In 1975, the last Japanese soldier fighting World War II surrendered on the Philippine island Lubang.
In 1944, after receiving training on guerilla warfare, intelligence officer Hiroo Onoda was sent to Lubang with the orders to fight until he died in battle. Allied forces landed on February 28, 1945 and conquered the island. Japanese forces split up and headed into the jungle.
Most of these cells were destroyed, but Onoda’s kept on fighting and surviving on what the jungle and raids on local farms gave them. In October, the locals left leaflets telling them the war was over, with a message from General Yamashita ordering them to surrender. The implication was Japan had lost. The soldiers reasoned that Japan couldn’t lose, so it must be a trick. Planes dropped more leaflets with photos and letters from the soldiers’ families. A Japanese delegation even went into the jungle with loudspeakers. Again, the soldiers reasoned they were being tricked.
After five years of this, one of the men surrendered, which prompted the remaining three soldiers to go even deeper into the jungle. After another five years, another soldier was killed. In 1972, another, leaving Onoda alone.
In 1974, Nario Suzuki, a college student, traveled the world with a bucket list that included finding Onoda, a panda and the Abominable Snowman. He succeeded and tried to convince Onoda to come home but failed. His return to Japan caused a sensation, and Onoda’s commanding officer went to the island to personally order him to surrender.
Onoda was crushed at hearing of the surrender. He couldn’t believe Japan had lost. He thought he’d been doing his duty for 29 years, during which time he’d participated in the killing of 30 Filipinos and the injuring of more than 100 others, not to mention the destruction of property.

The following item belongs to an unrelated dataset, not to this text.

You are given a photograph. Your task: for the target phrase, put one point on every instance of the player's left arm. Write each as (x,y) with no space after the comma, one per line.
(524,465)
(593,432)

On March 10, 1975, Onoda, now 52, marched out of the jungle in full uniform, still in good condition, and surrendered his samurai sword to Philippine President Ferdinand Marcos. Marcos pardoned Onoda and allowed him to go home.
He wrote a book about his experiences: NO SURRENDER: MY THIRTY-YEAR WAR (which failed to mention his killing of Filipinos), which earned him fame. He didn’t like the attention, however, so he went to Brazil and raised cattle for a number of years before returning to Japan. In 1996, he revisited Lubang and donated $10,000 to a local school. Whether he was ultimately a hero or villain is up to you to decide.